Even though I don’t feel the need to describe this trip, for nothing terribly eventful has happened, I do want you to know this: Maggie lies asleep in the front part of this tandem kayak. I’m sure she’s tired of hearing me talk to myself. Know that when the rain comes, which it has every day, and it comes now even as I speak into this, these rainy times are my favorite times. I erect my umbrellas, one for me, one for my dog, I fasten them to the boat in the cup holders next to each seat. I keep paddling, steering really, this current carrying me down. I feel this story come out better and faster when it rains. I’m at ease when it rains. I’ve got my headset microphone on, the recorder in the Ziploc with the map, and I’m just yakking away.

It’s raining right now, droplets hitting the water. You hear it? All those ripples moving out from each drop. Know this too: Though at one point during a rough patch of rapids yesterday I thought I might lose it over the side, I’ve still got my trombone.

And know that I don’t believe in luck.

We sat at the lacquered dining table listening to rain that seemed mad at us. I told him everything that had happened to me from Mount Bonnell on, including the reason why I was up there in the first place, point by point as a witness to my own small history.

A rather cold synopsis, really. I didn’t get into with him what I’ve gotten into with you, how I felt, how I feel, who I miss and how much. I didn’t tell him about Mr. English, my summerdreams, my story The Late Bloomers, the extra-credit essay, none of that. Mostly because he’s a little kid and wouldn’t get it.
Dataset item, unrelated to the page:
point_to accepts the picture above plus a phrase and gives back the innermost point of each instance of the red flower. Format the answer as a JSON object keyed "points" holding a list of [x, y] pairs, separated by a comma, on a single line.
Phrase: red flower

But also because that other stuff is between you and me.

He had stopped crying and gone stone-faced as he listened. He got lost at times in the narrative, and whenever I broke that spell it put him in, his face tensed up from the slack wonder it had fallen into.

Because he looked exhausted and because it hurt his head to remember, I couldn’t yet ask him what he knew.

Evening came, the rain continued but had lessened to a patter. I told him I was going out to feed the dogs. He nodded and said, “Kevin? I’m not like them, but I am… what I mean is they’ll know I stayed behind. I’m like a piece broken off, and they’ll…”

“What?” I let the screen door close, took a step back into the room. “They’ll what, Nate?”

“They’ll come back. They know you’re here. They won’t be coming for you when they come back. They’ll be coming for me. But I don’t want to go.”

I patted my gun. “Between this gun and all these dogs, I think we’ll be okay. I came out here to find those teens. But instead, I’ve found you and that’s something. Hang tight with Maggie, okay? She likes you. We need these others, so I’ve got to go out here and feed them so they’ll stay around. Understand?”